Matt: It’s a side post battery and it should have, the positive is obviously red, the negative is black. So I think what you’re talking about when it’s turning gray? You might have some acid leaking out of the battery and then going down and burning those connections? I don’t know that it would make them turn gray, but that’s all I can think of. And, and ,I know that AC Delco, that’s the battery we sell. I think that’s the best battery. They used to have a problem where they would leak acid out the side terminal, out the positive cable and corrode but that’s been fixed, years and years ago. But that’s a problem is- and that’s one of the things with a, a visual inspection of the battery that leaks and I’m not saying a punctured hole or broken, but even the vented type that leak, those can cause lots of other problems.
Dave: Well, before the break I mentioned the battery light. It’s a red light, it looks like a battery, it’s a square box with two little posts on top of it. And, can I, does that mean, if that red light comes on, does that mean I have a bad battery? And no, it doesn’t necessarily mean that I have a bad battery, but usually that’s more of what I would call a charge light.
Matt: Yeah, it’s just a generic light. It’s just to tell you an indicator. Everybody can look at that picture and know that that means “Battery,” which then is “Electrical system.” We could put a picture of an alternator on the dash, but most people wouldn’t- (Both laugh)
Dave: They wouldn’t relate to an alternator.
Matt: Yeah, they don’t know what that necessarily looks like.
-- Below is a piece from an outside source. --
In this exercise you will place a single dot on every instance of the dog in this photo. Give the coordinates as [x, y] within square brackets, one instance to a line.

So now when you see that light on your dash that has “Battery,” chances are it’s not the battery, it’s probably an electrical issue with the- with an alternator charging issue, regulator, or a diode in the alternator that’s bad. Now you may have a battery on its way out now as a result of that, but, uh, yeah, it doesn’t necessarily mean you have a, have a bad battery just because the light is on.
Dave: Well thanks for the text, we’re gonna go with Lenmore in Phoenix on a 1997 Civic. Go ahead, you’re on Bumper to Bumper Radio.
Lenore: Hello, my, I uh, have a ’97 Civic Honda and I, uh, my engine light came on, but uh, somebody told me that it, it, it could be my uh, my umm, gas cap. So, you know, we checked that and the light went off, but I, um, you know, I’m going to need a battery, uh, I wanna know the price of the battery and where you’re located, so I can bring my car over there?
Matt: Lenore, where in Phoenix are you?
Lenore: I’m at 1, um, 38, uh, 30, North Black Canyon Highway.
Matt: Ok, so-
Lenore: 14830, yeah.
Matt: 14830, so that’s uh, around Tom, between Thomas and McDowell area?
Lenore: No, no, I’m, I’m over here, right off of Greenway.
Matt: Ok, so I-17 and Greenway. The first answer I’ll give you is the closest Bumper to Bumper Radio shop to you and if you wanna find a shop in your area, go to bumpertobumperradio.com But for you Lenore, you’re gonna wanna go to Kurt’s Auto and Kurt’s Auto is on 22nd Avenue and Bell Road right in that area, on the north side of the road. As far as the cost of a battery, a good quality battery? And I’m talkin’ bout most cars, I’m not talkin’ about your BMW or higher end luxury car, anything like that, but your typical import or domestic car, you’re gonna probably spend between $150 and $185 for good quality battery installed. And, uh, you know, when they’re installed too, we need to make sure that the shop is cleaning the battery tray well, making sure that all the holders, the J hooks, the wedges, they’re in and they’re supposed to secure that battery in place. You need to make sure that is all there cuz that’s all gonna help that battery last longer and, and , uh, keep your car’s value and keep it operatin’ the way it should be.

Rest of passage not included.